その成果としては、営業・開発担当全体の能力が向上したことにより、当初の想定より早く売上げ目標を達成することができました。それだけではなく、営業・開発担当一人一人の、顧客訪問に当たっての事前の用意や商談を有利にすすめるスキルも向上し、営業・開発担当者が自主的に新たな顧客の開拓に取り組むようになりました。

特にナレッジを共有できたこと、お互いにアドバイスしあえるようになったことは、営業・開発担当全体がチームとして機能することにつながり、業績の向上に大きく寄与したといえます。

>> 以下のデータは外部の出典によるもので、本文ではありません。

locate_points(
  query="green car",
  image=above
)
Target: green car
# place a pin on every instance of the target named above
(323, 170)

営業・開発マネジメントにおいて求められる2つのスキル

営業・開発マネジメントを行うために、特に必要とされる2つのスキルについて解説していきます。

コーチングスキル

ビジネスにおいて「コーチング」の意味するところは、「メンバーの目標達成をサポートする」ことにあり、営業・開発マネジメントにおいても、営業・開発担当者がそれぞれ目指す目標を達成できるよう支援することが大きな目的ですので、コーチングのスキルは不可欠と言えます。

コミュニケーションスキルスキル

   
営業・開発マネージャーは、普段から営業・開発担当者とのコミュニケーションを適切に行い、必要に応じて状況の確認を行ったり、アドバイスをすることで、営業・開発担当者のモチベーションの維持・向上を図っていくことが求められます。

信頼関係に裏打ちされた良好なコミュニケーションを図っていくことで、相手が心を開いて話してくれますし、時には営業・開発活動におけるトラブルを未然に防ぐこともできます。

営業・開発マネジメントに当たっての注意点

営業・開発マネジメントを行っていく上で、特に留意すべき3つのポイントを紹介します。

指示・アドバイスの一貫性

  
営業・開発マネジメントにおいて、営業・開発担当者から信頼されることは、メンバーの能力を引き出し成果を上げる上で、極めて重要です。そのためには、人によって態度を変えたり、言うことがコロコロ変わるのではなく、常にブレのない態度と発言で指導をし、公正な姿勢を決して崩さない、リーダーでなければなりません。

常に一貫性のある指導者であるからこそ、アドバイスや指示の重みが備わるのですから、冷静さと客観性を兼ね備えたブレない営業・開発マネージャーであることが必要です。

従業員の意見に耳を傾ける

営業・開発マネジメントにおいては、誠意をもって営業・開発担当者と向き合い、共感と理解を示すことで相手に寄り添う意識が必要です。営業・開発担当者と面談する際も、相手に寄り添う気持ちがあれば、相手が言葉にしなくても、その表情や態度から何かしらの異変が読み取れ、リスクの回避につながる場合もあります。

自身のマネジメントにおける課題のチェック

営業・開発マネージャーは、自分自身が行っているマネジメントについても、常に自身で振り返り、問題点があれば、改善を図っていくことが必要です。そのためには、決して慢心することなく、部下や同僚からの意見には謙虚に耳を傾けることで、自分自身のマネジメントについて客観的な評価を行うことが大切です。

この過程を通じて、より適切なマネジメントを行うことが可能となり、営業・開発戦略の目標達成に近づくことができるでしょう。

ITツールを使用してのマネジメント

メンバーの能力を最大限まで引き出してプロジェクトを推進していくのは簡単なことではありません。どれだけできるマネージャーでも人間ですので、ヒューマンエラーは起きますし、トラブルは起きてしまうことでしょう。

しかしメンバーとのコミュニケーションや、プロジェクト管理、スケジュール調整など、メンバーが動きやすいよう情報や環境を整理するのは、ITツールを使用することを強くオススメします。ITツールの使用でヒューマンエラーを未然に防ぎ、情報共有のスピード感を高めることが可能です。

スケジュール機能やナレッジ共有、チャットなどが出来るツールを選んでみるといいでしょう。

情報共有ができるITツールのオススメ「アイポ

適切な営業・開発マネジメントにより成果を出せる組織

営業・開発マネジメントについて理解は深められたでしょうか。

営業・開発の現場は、コロナ禍による行動の制約などから、営業・開発活動が思うように行えないなどの厳しい状況にあります。しかしながら、企業の事業活動を継続的に行っていくためには、営業・開発活動の継続と強化は不可欠です。営業・開発マネジメントを的確に行うことで、コロナ禍にあっても、営業・開発担当者のモチベーション維持、能力の発揮を実現していくことができるので、ぜひ本記事を参考にしてみてください。